No afirmo que la mirada inclusiva proponga renunciar a esta perspectiva, pero sí creo que un discurso inclusivo mal entendido puede resultar contraproducente. La perspectiva sobre la diversidad que subyace a la inclusión asume que cada alumno o alumna es diferente y que todos ellos deben encontrar la respuesta adecuada en un entorno normalizado. De acuerdo con esto. Pero en el amplísimo espectro que caracteriza la diversidad humana hay necesidades que tienen que ser cuidadosamente analizadas para poder ser satisfechas. El propio modelo que propone el Diseño Universal de Aprendizaje así lo apunta. Claro que es necesario poner la mirada en los contextos educativos y hacer lo necesario por transformarlos, pero nunca debe soslayarse la necesidad de indagar en lo que cada niño o niña necesita en cada momento y en cada situación de aprendizaje. Y en esa tarea no puede menospreciarse, como a veces se hace, la mirada experta de muchos profesionales que, desde el ámbito de la psicología, la neurociencia, la medicina, la tecnología y tantos otros, pueden y deben complementar la tarea de los docentes y educadores.
Una última reflexión tiene que ver con las ayudas y recursos de apoyo. Hoy en día se está produciendo un cuestionamiento profundo sobre la organización de las ayudas y apoyos al alumnado más vulnerable. La tendencia, que comparto, es la de incorporar todos los recursos posibles al aula ordinaria, confiando en que una metodología flexible que atienda realmente a la diversidad y una asunción clara de compromiso del profesorado sobre todo su alumnado pueda sacar el máximo partido de estos recursos. No obstante, el riesgo de dilución y desaprovechamiento de los recursos, siempre escasos, puede ser elevado debido a una mala distribución de tareas, una mala planificación o una imprecisa definición de los roles.
Es verdad que los recursos y ayudas pueden ganar en efectividad si no se asocian a priori y de forma automática con actuaciones individuales, por lo general segregadoras. Pero creo que conviene no confundir las cosas: temo que en algunas propuestas o prácticas supuestamente más inclusivas se pueda estar cayendo en una suerte de revoltijo en el que no termina de concretarse quién es quién o qué es qué, cuál es su función y cómo puede y debe complementarse con las del resto. Esta confusión lleva a veces a vivir situaciones más bien esperpénticas: por ejemplo, las de algunas familias que se niegan a que sus hijos o hijas puedan ser valorados por un servicio de Orientación o a que reciban algún tipo de ayuda o apoyo, entendiendo -no discuto que a veces por experiencias burocráticas y administrativas penosas- que cualquier tipo de ayuda es un estigma y no forma parte de una práctica inclusiva.
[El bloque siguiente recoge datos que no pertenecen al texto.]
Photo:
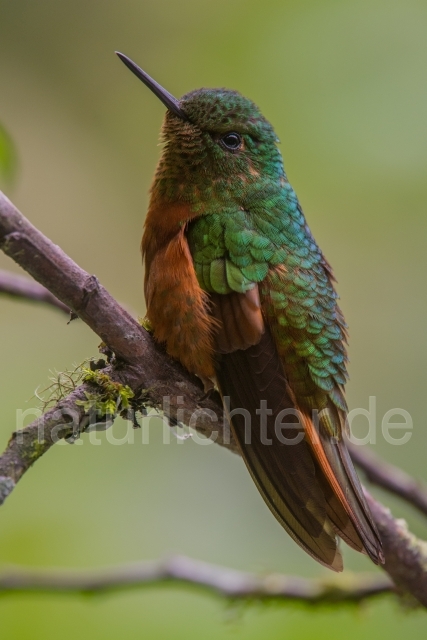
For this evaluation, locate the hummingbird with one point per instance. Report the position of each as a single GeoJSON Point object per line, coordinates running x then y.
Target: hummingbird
{"type": "Point", "coordinates": [240, 294]}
Los profesionales de la educación estamos obligados a cambiar estructuras y prácticas para proporcionar mayores cotas de calidad y equidad para todo el alumnado. Sean bienvenidos, por tanto, los discursos y propuestas que nos hacen cambiar la perspectiva de una forma radical. Pero no perdamos de vista el fin último de cualquier cambio: la atención a un alumno o alumna singular que ha de ser, junto a los otros, el eje de nuestro quehacer educativo.